Environment Requirements

To get started, ensure you have Conda installed on your system and follow these steps to set up the environment:

conda create -n SparseTSF python=3.8
conda activate SparseTSF
pip install -r requirements.txt

Data Preparation

All the datasets needed for SparseTSF can be obtained from the Google Drive provided in Autoformer. Create a separate folder named ./dataset and place all the CSV files in this directory. Note: Place the CSV files directly into this directory, such as "./dataset/ETTh1.csv"

Training Example

You can easily reproduce the results from the paper by running the provided script command. For instance, to reproduce the main results, execute the following command:

sh run_all.sh

Similarly, you can specify separate scripts to run independent tasks, such as obtaining results on etth1:

sh scripts/SparseTSF/etth1.sh

Usage on Your Data

SparseTSF relies on the inherent periodicity in the data. If you intend to use SparseTSF on your data, please first ascertain whether your data exhibits periodicity, which can be determined through ACF analysis.
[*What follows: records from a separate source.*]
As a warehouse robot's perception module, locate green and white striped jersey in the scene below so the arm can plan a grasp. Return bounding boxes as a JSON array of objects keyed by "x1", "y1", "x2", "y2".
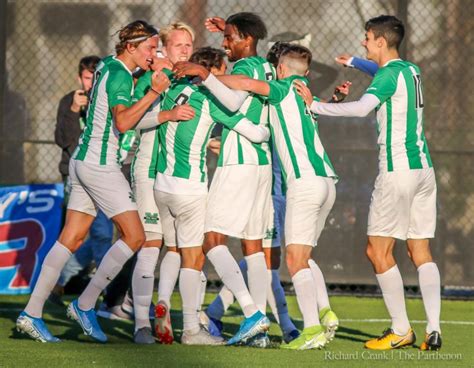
[
  {"x1": 155, "y1": 79, "x2": 252, "y2": 190},
  {"x1": 74, "y1": 56, "x2": 133, "y2": 166},
  {"x1": 132, "y1": 71, "x2": 161, "y2": 180},
  {"x1": 366, "y1": 59, "x2": 433, "y2": 171},
  {"x1": 268, "y1": 75, "x2": 337, "y2": 185},
  {"x1": 217, "y1": 56, "x2": 275, "y2": 166}
]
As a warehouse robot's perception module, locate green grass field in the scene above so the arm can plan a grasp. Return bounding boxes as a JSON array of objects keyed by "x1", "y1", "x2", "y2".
[{"x1": 0, "y1": 294, "x2": 474, "y2": 368}]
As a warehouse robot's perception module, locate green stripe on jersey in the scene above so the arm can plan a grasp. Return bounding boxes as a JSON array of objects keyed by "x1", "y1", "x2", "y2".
[
  {"x1": 74, "y1": 56, "x2": 133, "y2": 166},
  {"x1": 217, "y1": 56, "x2": 275, "y2": 166},
  {"x1": 268, "y1": 76, "x2": 337, "y2": 182},
  {"x1": 366, "y1": 59, "x2": 432, "y2": 171},
  {"x1": 157, "y1": 79, "x2": 248, "y2": 182}
]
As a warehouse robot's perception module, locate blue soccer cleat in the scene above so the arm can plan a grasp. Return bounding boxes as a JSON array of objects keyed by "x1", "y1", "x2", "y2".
[
  {"x1": 283, "y1": 330, "x2": 300, "y2": 344},
  {"x1": 67, "y1": 299, "x2": 107, "y2": 342},
  {"x1": 227, "y1": 311, "x2": 270, "y2": 345},
  {"x1": 16, "y1": 311, "x2": 61, "y2": 342}
]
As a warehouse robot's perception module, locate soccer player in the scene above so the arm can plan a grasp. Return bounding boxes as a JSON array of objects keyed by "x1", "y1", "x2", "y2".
[
  {"x1": 194, "y1": 45, "x2": 337, "y2": 350},
  {"x1": 175, "y1": 12, "x2": 275, "y2": 341},
  {"x1": 155, "y1": 48, "x2": 270, "y2": 345},
  {"x1": 16, "y1": 21, "x2": 169, "y2": 342},
  {"x1": 298, "y1": 15, "x2": 441, "y2": 350}
]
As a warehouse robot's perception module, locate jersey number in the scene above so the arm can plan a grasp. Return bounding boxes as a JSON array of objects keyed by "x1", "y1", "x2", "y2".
[{"x1": 413, "y1": 74, "x2": 424, "y2": 109}]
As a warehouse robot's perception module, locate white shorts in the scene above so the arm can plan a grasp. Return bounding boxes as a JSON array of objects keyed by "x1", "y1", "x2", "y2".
[
  {"x1": 67, "y1": 159, "x2": 137, "y2": 218},
  {"x1": 285, "y1": 176, "x2": 336, "y2": 246},
  {"x1": 132, "y1": 171, "x2": 163, "y2": 240},
  {"x1": 154, "y1": 190, "x2": 207, "y2": 248},
  {"x1": 367, "y1": 168, "x2": 436, "y2": 240},
  {"x1": 205, "y1": 165, "x2": 273, "y2": 240},
  {"x1": 262, "y1": 195, "x2": 286, "y2": 248}
]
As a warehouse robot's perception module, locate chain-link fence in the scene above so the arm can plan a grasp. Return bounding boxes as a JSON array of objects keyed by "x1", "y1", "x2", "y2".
[{"x1": 0, "y1": 0, "x2": 474, "y2": 286}]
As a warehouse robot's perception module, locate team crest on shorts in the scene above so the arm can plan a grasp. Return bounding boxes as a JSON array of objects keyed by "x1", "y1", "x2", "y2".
[{"x1": 143, "y1": 212, "x2": 159, "y2": 225}]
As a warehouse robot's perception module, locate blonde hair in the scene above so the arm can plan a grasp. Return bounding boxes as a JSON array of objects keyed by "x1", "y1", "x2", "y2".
[
  {"x1": 115, "y1": 20, "x2": 158, "y2": 55},
  {"x1": 160, "y1": 22, "x2": 195, "y2": 46}
]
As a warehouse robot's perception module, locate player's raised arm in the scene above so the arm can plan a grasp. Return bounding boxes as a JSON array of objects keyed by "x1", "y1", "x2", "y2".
[
  {"x1": 173, "y1": 61, "x2": 248, "y2": 112},
  {"x1": 295, "y1": 81, "x2": 380, "y2": 117},
  {"x1": 112, "y1": 72, "x2": 170, "y2": 133}
]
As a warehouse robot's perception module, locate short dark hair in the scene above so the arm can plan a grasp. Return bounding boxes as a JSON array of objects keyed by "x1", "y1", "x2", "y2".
[
  {"x1": 267, "y1": 41, "x2": 291, "y2": 68},
  {"x1": 78, "y1": 55, "x2": 100, "y2": 76},
  {"x1": 225, "y1": 12, "x2": 267, "y2": 41},
  {"x1": 189, "y1": 47, "x2": 225, "y2": 71},
  {"x1": 280, "y1": 44, "x2": 313, "y2": 67},
  {"x1": 365, "y1": 15, "x2": 405, "y2": 50}
]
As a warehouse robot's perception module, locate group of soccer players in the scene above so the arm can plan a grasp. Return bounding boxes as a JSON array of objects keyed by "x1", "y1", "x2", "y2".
[{"x1": 17, "y1": 13, "x2": 441, "y2": 350}]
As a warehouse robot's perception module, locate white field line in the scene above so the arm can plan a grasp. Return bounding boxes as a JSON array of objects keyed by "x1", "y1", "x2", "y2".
[{"x1": 0, "y1": 308, "x2": 474, "y2": 326}]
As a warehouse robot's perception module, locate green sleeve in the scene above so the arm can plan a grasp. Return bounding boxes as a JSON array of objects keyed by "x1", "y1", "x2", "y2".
[
  {"x1": 268, "y1": 80, "x2": 291, "y2": 104},
  {"x1": 365, "y1": 68, "x2": 398, "y2": 103},
  {"x1": 208, "y1": 97, "x2": 245, "y2": 129},
  {"x1": 106, "y1": 70, "x2": 133, "y2": 108},
  {"x1": 133, "y1": 71, "x2": 153, "y2": 103}
]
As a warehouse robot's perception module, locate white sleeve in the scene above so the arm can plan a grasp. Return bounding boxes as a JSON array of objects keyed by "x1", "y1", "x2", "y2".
[
  {"x1": 310, "y1": 93, "x2": 380, "y2": 117},
  {"x1": 232, "y1": 118, "x2": 270, "y2": 143},
  {"x1": 202, "y1": 73, "x2": 249, "y2": 112},
  {"x1": 135, "y1": 103, "x2": 160, "y2": 131}
]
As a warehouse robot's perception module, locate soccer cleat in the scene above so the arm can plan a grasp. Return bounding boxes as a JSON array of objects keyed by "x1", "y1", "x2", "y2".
[
  {"x1": 155, "y1": 300, "x2": 174, "y2": 344},
  {"x1": 280, "y1": 325, "x2": 328, "y2": 350},
  {"x1": 199, "y1": 311, "x2": 224, "y2": 337},
  {"x1": 227, "y1": 311, "x2": 270, "y2": 345},
  {"x1": 420, "y1": 331, "x2": 442, "y2": 350},
  {"x1": 246, "y1": 332, "x2": 271, "y2": 349},
  {"x1": 181, "y1": 326, "x2": 225, "y2": 345},
  {"x1": 67, "y1": 299, "x2": 107, "y2": 342},
  {"x1": 283, "y1": 330, "x2": 300, "y2": 344},
  {"x1": 16, "y1": 311, "x2": 61, "y2": 342},
  {"x1": 97, "y1": 302, "x2": 133, "y2": 321},
  {"x1": 364, "y1": 328, "x2": 416, "y2": 350},
  {"x1": 133, "y1": 327, "x2": 155, "y2": 345},
  {"x1": 319, "y1": 307, "x2": 339, "y2": 341}
]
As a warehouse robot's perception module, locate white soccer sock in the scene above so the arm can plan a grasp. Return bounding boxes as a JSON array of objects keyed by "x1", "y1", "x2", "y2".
[
  {"x1": 158, "y1": 250, "x2": 181, "y2": 309},
  {"x1": 418, "y1": 262, "x2": 441, "y2": 334},
  {"x1": 206, "y1": 258, "x2": 247, "y2": 321},
  {"x1": 206, "y1": 285, "x2": 234, "y2": 321},
  {"x1": 199, "y1": 271, "x2": 207, "y2": 312},
  {"x1": 245, "y1": 252, "x2": 268, "y2": 314},
  {"x1": 291, "y1": 268, "x2": 320, "y2": 328},
  {"x1": 179, "y1": 268, "x2": 201, "y2": 333},
  {"x1": 25, "y1": 241, "x2": 72, "y2": 318},
  {"x1": 267, "y1": 270, "x2": 296, "y2": 334},
  {"x1": 78, "y1": 239, "x2": 134, "y2": 311},
  {"x1": 375, "y1": 265, "x2": 410, "y2": 335},
  {"x1": 207, "y1": 245, "x2": 258, "y2": 317},
  {"x1": 308, "y1": 259, "x2": 331, "y2": 310},
  {"x1": 132, "y1": 247, "x2": 160, "y2": 331}
]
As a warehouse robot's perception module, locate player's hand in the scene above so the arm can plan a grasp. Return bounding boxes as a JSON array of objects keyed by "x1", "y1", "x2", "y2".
[
  {"x1": 170, "y1": 104, "x2": 195, "y2": 121},
  {"x1": 335, "y1": 54, "x2": 352, "y2": 66},
  {"x1": 173, "y1": 61, "x2": 209, "y2": 80},
  {"x1": 150, "y1": 56, "x2": 173, "y2": 72},
  {"x1": 204, "y1": 17, "x2": 225, "y2": 32},
  {"x1": 293, "y1": 80, "x2": 313, "y2": 106},
  {"x1": 332, "y1": 81, "x2": 352, "y2": 102},
  {"x1": 151, "y1": 71, "x2": 170, "y2": 94},
  {"x1": 207, "y1": 138, "x2": 221, "y2": 156},
  {"x1": 71, "y1": 89, "x2": 89, "y2": 112}
]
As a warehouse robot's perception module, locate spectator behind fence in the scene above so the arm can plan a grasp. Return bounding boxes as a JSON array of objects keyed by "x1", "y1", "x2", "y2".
[{"x1": 49, "y1": 56, "x2": 113, "y2": 305}]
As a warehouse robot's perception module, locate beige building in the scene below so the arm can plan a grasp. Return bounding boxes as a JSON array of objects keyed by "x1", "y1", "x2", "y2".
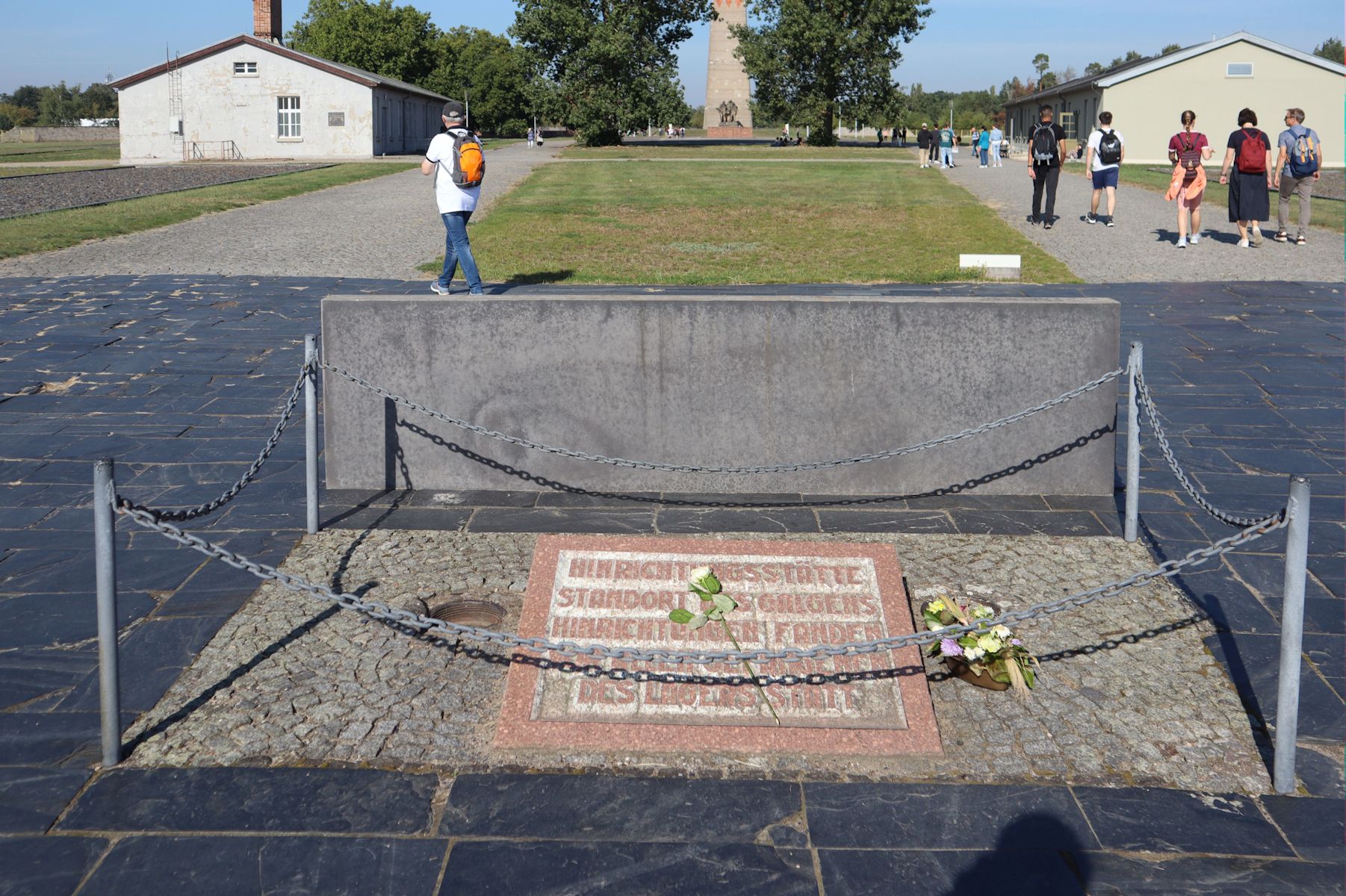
[
  {"x1": 1005, "y1": 31, "x2": 1346, "y2": 168},
  {"x1": 112, "y1": 0, "x2": 447, "y2": 164}
]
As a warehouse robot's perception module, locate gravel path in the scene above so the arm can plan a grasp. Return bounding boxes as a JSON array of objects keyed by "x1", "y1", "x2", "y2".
[
  {"x1": 0, "y1": 164, "x2": 323, "y2": 218},
  {"x1": 0, "y1": 140, "x2": 565, "y2": 280},
  {"x1": 931, "y1": 161, "x2": 1346, "y2": 282}
]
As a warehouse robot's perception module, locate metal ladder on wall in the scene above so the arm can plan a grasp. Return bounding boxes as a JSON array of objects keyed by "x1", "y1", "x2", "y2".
[{"x1": 164, "y1": 50, "x2": 187, "y2": 161}]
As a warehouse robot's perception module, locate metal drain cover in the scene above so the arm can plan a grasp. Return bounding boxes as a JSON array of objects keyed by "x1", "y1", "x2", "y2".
[{"x1": 431, "y1": 597, "x2": 505, "y2": 628}]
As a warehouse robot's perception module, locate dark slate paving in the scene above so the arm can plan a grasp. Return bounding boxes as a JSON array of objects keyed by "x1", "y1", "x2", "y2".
[
  {"x1": 79, "y1": 837, "x2": 447, "y2": 896},
  {"x1": 804, "y1": 783, "x2": 1097, "y2": 850},
  {"x1": 0, "y1": 837, "x2": 108, "y2": 896},
  {"x1": 438, "y1": 841, "x2": 819, "y2": 896},
  {"x1": 819, "y1": 849, "x2": 1085, "y2": 896},
  {"x1": 0, "y1": 767, "x2": 89, "y2": 834},
  {"x1": 59, "y1": 768, "x2": 436, "y2": 834},
  {"x1": 1089, "y1": 853, "x2": 1346, "y2": 896},
  {"x1": 438, "y1": 775, "x2": 802, "y2": 844},
  {"x1": 1261, "y1": 795, "x2": 1346, "y2": 862},
  {"x1": 1073, "y1": 787, "x2": 1294, "y2": 856}
]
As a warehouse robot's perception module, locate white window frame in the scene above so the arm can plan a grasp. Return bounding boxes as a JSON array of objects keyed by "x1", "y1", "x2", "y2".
[{"x1": 276, "y1": 94, "x2": 304, "y2": 143}]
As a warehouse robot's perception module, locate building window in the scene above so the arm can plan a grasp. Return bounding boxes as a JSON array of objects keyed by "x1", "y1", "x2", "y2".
[{"x1": 276, "y1": 97, "x2": 303, "y2": 140}]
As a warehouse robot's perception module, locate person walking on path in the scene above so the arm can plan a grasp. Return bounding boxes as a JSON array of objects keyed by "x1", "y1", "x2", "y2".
[
  {"x1": 1029, "y1": 105, "x2": 1066, "y2": 230},
  {"x1": 421, "y1": 99, "x2": 486, "y2": 296},
  {"x1": 1220, "y1": 109, "x2": 1274, "y2": 249},
  {"x1": 1085, "y1": 112, "x2": 1126, "y2": 228},
  {"x1": 1164, "y1": 109, "x2": 1214, "y2": 249},
  {"x1": 1272, "y1": 109, "x2": 1323, "y2": 246}
]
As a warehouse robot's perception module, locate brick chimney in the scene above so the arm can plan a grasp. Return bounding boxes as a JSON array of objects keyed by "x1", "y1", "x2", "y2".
[{"x1": 253, "y1": 0, "x2": 285, "y2": 43}]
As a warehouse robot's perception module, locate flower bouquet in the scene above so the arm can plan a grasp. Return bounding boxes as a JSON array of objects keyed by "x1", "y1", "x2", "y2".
[{"x1": 921, "y1": 596, "x2": 1038, "y2": 698}]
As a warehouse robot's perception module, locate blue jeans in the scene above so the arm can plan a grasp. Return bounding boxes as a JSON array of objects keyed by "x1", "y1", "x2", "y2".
[{"x1": 438, "y1": 211, "x2": 482, "y2": 295}]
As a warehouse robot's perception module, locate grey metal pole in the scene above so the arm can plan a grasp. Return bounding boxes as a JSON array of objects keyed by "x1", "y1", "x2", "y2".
[
  {"x1": 1272, "y1": 476, "x2": 1309, "y2": 794},
  {"x1": 1124, "y1": 342, "x2": 1146, "y2": 541},
  {"x1": 304, "y1": 334, "x2": 317, "y2": 535},
  {"x1": 93, "y1": 458, "x2": 121, "y2": 768}
]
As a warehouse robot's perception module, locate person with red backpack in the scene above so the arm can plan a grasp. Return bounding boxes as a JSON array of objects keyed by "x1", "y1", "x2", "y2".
[
  {"x1": 1220, "y1": 109, "x2": 1274, "y2": 249},
  {"x1": 1272, "y1": 109, "x2": 1323, "y2": 246},
  {"x1": 1164, "y1": 109, "x2": 1214, "y2": 249},
  {"x1": 421, "y1": 99, "x2": 486, "y2": 296}
]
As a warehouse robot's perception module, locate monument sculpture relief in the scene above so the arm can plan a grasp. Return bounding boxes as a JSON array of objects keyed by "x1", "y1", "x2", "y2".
[{"x1": 705, "y1": 0, "x2": 752, "y2": 137}]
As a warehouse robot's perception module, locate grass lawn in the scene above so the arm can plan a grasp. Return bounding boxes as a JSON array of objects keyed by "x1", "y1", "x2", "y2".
[
  {"x1": 1067, "y1": 166, "x2": 1346, "y2": 235},
  {"x1": 0, "y1": 163, "x2": 120, "y2": 178},
  {"x1": 0, "y1": 140, "x2": 121, "y2": 163},
  {"x1": 0, "y1": 161, "x2": 406, "y2": 258},
  {"x1": 421, "y1": 161, "x2": 1074, "y2": 284}
]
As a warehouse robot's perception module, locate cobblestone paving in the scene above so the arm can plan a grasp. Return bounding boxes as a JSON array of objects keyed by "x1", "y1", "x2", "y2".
[
  {"x1": 0, "y1": 141, "x2": 562, "y2": 280},
  {"x1": 132, "y1": 530, "x2": 1269, "y2": 792},
  {"x1": 0, "y1": 164, "x2": 323, "y2": 218},
  {"x1": 947, "y1": 158, "x2": 1346, "y2": 282}
]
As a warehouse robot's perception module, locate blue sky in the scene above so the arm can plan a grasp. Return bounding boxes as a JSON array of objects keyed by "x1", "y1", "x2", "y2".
[{"x1": 0, "y1": 0, "x2": 1342, "y2": 105}]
We provide an example in the ACF_ETTh1.ipynb notebook to determine the primary period of the ETTh1 dataset. You can utilize it to ascertain the periodicity of your dataset and set the period_len parameter accordingly. Alternatively, you can set it to [2-6] when the period length is excessively large, as mentioned earlier.

Further Reading

The objective of this work is to explore an ultra-lightweight yet sufficiently powerful method to be applicable in edge scenarios with limited resources and small datasets for transfer learning and generalization.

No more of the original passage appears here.